Windsor, Canada Rally Pushes To Legalize Marijuana

CANADA: Marijuana is harmless and could better serve Canadians if it was legal, said organizers of a demonstration pushing to legalize the drug during a rally Saturday.

“It’s harmless to society and it’s more harmful with our current approach because it’s only creating a black market that fuels gang-related crimes, weapons, trafficking and a myriad of things that make society worse,” said Nikolai Momot, president of the Windsor Cannabis Movement, which hosted the Marijuana March and rally at Senator David Croll Park in downtown Windsor Saturday afternoon.

About 150 local supporters participated in the demonstration. Momot said the event shows there is a lot of support for changing drug laws, something politicians are ignoring and are “causing this wasteful war on marijuana to go on.”

If marijuana was legal, it could be regulated, taxed and create jobs, said Momot.

“Our society would be better served and we would be a lot safer and could improve a lot more things in the city, like paving roads or building schools, if we legalize and tax marijuana,” said Momot. “And that way we can keep it away from kids and bring new jobs to the market with it.”

While Momot said police warned him smoking marijuana during the rally is still illegal, dozens were openly smoking the drug during the event in various ways, from bongs to pipes to several types of hand-rolled varieties.

“They said if there’s a need to, they will enforce those laws,” said Momot. “But we’re a harmless movement and no one’s dealing drugs, no one’s too messed up, and so I think the cops see that and they think, ‘We don’t have to enforce this.’”

Momot said the event featured live entertainment, a poetry reading, and a hotbox tent that people could smoke marijuana in during the rally. A hotbox is an airtight space that contains one or more people smoking marijuana. The exhaled smoke cannot escape and thus circulates the space and is inhaled by the other people.

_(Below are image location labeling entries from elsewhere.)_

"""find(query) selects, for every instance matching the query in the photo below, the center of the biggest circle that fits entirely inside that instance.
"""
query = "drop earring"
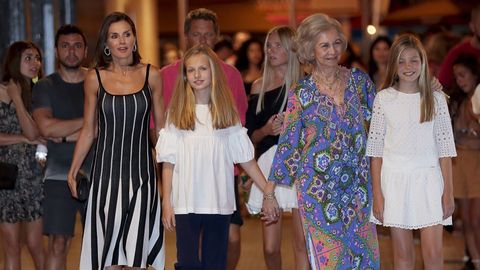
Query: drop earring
(107, 51)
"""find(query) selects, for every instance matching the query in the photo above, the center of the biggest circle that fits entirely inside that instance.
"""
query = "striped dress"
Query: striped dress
(123, 222)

“We wanted people to have a good time while they demonstrate,” said Momot. “That’s the whole point – getting ourselves out there.”

Rules for the rally included no alcohol, no sale of drugs, no drugs other than cannabis, no littering, including cigarette butts, and no vandalism.

Emily Perry,19, chief marketing officer for the Windsor Cannabis Movement, said prohibition never works and legalizing marijuana needs to be done.

“We want the cops, the government, everyone to see that this is something that people have anyways, and that’s the purpose of the smoking side of the demonstration – we want them to see that it’s out there whether they like it or not and prohibition just doesn’t work,” said Perry.

She said marijuana should be decriminalized because it’s clearly something that many find simple and harmless.

“I think it’s a waste of police and government resources for growing a plant that grows on this earth naturally,” said Perry. “We’re paying for these people to be fed and clothed and washed in prison and it’s not right.”

Michelle Metcalfe said cracking down on marijuana users is a waste of time.

“I mean there’s more important things police could be doing than chasing people down who have a little bit of marijuana,” said Metcalfe, as she waved a red and white flag with a large marijuana leaf on it attached to a cane she converted into a pipe to smoke out of.

“I mean it’s different from other drugs. It’s a calming drug,” said Metcalfe. “I’ve never seen someone get physical or violent while they’re high on marijuana.”

Momot said since marijuana is not a hard drug, it’s more similar to alcohol, and yet it’s viewed as and treated as much worse.

“If you catch someone and say they’re a regular smoker and they get charged because they have a bit too much, now they have a record for something they did that hurt no one, yet now they’re going to have a much harder time getting a job or an apartment,” said Momot. “We’re crippling people for just expressing themselves, but we don’t do that for alcohol.”